Mirror beta decay creates a mirror particle cloud inside neutron stars.

Mirror particles can transfer energy via scattering, reducing observable heating.

Unobserved mirror photon emission can relax previous bounds on oscillation parameters.

Abstract

We address a method of limiting neutron-mirror neutron mixing ($\epsilon_{nn'}$) by analyzing its effect on neutron star (NS) heating. This method employs observational bounds on the surface temperature of NSs to constrain $\epsilon_{nn'}$. It has been suggested that the bound obtained this way is so stringent that it would exclude any discovery of $n-n'$ oscillation in the currently planned terrestrial experiments at various laboratories. This conclusion motivated us to critically analyze this suggestion in more detail. In this note, we point out a very interesting new effect present in nearly exact mirror models, which can significantly affect this bound.

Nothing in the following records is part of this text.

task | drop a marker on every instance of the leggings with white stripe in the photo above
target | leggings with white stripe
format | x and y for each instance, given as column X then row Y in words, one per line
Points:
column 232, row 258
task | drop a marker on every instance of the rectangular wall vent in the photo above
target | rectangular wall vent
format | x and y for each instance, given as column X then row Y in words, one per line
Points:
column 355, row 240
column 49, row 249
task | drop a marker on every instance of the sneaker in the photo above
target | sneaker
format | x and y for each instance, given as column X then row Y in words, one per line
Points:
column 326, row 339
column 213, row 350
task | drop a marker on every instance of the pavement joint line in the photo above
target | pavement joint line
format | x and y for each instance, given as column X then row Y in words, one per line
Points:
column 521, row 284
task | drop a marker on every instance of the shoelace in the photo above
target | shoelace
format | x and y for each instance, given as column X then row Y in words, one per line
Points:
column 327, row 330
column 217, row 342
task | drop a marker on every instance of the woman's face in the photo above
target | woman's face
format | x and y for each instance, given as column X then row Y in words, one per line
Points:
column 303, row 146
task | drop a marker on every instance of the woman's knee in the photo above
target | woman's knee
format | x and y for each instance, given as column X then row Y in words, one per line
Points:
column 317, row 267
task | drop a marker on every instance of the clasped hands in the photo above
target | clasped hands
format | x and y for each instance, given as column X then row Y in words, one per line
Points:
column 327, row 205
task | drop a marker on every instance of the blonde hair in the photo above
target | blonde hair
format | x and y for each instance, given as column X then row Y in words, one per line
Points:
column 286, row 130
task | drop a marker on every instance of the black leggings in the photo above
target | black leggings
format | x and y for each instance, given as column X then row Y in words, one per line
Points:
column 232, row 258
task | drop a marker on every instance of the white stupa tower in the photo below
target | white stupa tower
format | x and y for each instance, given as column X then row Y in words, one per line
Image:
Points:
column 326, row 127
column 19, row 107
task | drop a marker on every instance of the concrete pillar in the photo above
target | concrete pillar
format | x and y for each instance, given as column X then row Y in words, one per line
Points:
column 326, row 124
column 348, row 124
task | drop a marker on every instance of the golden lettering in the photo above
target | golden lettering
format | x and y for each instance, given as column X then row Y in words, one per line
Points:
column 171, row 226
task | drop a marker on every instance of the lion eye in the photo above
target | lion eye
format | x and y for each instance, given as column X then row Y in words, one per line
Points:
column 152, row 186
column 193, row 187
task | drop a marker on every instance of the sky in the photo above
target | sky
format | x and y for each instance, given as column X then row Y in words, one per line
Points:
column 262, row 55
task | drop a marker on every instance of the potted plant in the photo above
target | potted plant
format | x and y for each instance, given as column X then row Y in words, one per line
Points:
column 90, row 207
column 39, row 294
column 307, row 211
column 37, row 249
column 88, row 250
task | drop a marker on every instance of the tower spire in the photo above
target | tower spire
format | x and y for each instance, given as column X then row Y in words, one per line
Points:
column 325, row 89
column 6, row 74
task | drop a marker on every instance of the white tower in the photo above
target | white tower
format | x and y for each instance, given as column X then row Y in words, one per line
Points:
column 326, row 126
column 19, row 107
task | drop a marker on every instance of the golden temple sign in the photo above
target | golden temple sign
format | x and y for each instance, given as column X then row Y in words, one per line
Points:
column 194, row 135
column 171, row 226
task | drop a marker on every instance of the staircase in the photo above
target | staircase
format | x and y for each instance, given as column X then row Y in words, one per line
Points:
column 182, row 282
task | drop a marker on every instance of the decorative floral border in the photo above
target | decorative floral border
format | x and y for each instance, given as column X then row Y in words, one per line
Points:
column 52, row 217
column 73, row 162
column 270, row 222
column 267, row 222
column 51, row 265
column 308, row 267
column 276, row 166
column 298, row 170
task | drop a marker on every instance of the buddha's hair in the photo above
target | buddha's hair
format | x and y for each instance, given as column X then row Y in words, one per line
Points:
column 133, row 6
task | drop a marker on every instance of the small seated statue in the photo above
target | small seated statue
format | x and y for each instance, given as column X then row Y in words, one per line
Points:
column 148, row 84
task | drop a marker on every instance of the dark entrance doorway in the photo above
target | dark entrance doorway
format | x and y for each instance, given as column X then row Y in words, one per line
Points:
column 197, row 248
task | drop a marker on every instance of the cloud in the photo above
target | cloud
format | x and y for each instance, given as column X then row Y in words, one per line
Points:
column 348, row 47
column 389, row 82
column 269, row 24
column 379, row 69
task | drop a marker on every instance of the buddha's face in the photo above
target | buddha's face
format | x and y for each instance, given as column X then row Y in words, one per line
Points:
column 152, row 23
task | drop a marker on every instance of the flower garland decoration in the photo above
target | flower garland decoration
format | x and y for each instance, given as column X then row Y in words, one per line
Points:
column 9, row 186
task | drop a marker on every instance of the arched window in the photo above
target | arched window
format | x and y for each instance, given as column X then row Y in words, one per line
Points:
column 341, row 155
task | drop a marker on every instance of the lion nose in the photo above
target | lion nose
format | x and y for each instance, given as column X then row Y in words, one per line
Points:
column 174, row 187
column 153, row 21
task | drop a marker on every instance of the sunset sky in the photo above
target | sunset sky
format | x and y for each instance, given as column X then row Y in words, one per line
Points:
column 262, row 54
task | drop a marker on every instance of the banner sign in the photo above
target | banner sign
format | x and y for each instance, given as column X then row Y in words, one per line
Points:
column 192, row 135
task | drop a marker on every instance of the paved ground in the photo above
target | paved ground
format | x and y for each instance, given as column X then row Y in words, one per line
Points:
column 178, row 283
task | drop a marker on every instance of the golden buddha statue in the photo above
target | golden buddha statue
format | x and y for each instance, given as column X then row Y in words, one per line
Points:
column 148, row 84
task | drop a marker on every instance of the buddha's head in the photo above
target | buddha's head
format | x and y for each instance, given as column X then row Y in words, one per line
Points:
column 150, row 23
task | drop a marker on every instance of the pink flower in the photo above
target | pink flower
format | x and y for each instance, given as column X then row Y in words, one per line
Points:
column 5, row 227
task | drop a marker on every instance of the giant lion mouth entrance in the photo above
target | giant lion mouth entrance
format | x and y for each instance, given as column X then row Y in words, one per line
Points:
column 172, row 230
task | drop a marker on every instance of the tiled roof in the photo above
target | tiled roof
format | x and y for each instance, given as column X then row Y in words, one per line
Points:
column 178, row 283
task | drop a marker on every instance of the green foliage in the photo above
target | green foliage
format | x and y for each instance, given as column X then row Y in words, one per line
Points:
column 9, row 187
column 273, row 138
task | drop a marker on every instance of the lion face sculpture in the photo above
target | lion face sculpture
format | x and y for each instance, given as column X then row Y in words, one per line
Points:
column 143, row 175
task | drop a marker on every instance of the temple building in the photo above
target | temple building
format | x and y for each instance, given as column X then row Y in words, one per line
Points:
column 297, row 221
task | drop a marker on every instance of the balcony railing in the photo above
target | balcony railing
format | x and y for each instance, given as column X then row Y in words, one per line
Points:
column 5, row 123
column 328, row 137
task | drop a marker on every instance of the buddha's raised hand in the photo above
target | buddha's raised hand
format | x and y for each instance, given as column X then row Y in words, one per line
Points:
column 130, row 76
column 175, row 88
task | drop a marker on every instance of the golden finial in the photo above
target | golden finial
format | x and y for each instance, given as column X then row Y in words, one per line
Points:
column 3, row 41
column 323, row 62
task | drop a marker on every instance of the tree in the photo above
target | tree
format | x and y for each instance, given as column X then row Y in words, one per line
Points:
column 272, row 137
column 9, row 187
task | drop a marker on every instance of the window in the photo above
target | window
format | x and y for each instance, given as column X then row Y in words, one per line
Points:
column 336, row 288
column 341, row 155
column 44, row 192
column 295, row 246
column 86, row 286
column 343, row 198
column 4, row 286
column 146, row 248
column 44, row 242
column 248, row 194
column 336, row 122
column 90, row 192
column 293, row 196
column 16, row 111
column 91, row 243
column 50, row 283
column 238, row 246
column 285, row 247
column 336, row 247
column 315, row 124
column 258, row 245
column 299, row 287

The new element is that in nearly exact mirror models there is the mirror analog of $\beta$ decay, i.e. $n' \to p' + e' + \bar\nu'_e$, which creates a cloud of mirror particles $n'$, $p'$, $e'$, $D'$ and He$'$ inside the NS. The resulting $e'$ can "rob" the energy generated by the $n \to n'$ transition from the NS, via $e-e'$ scattering enabled by the presence of a (minute) millicharge in mirror particles. Such a tiny millicharge on mirror particles is highly likely in these models. This results in energy being emitted as unobserved mirror photons via fast mirror bremsstrahlung, whose effect is to relax the stringent bounds on $\epsilon_{nn'}$.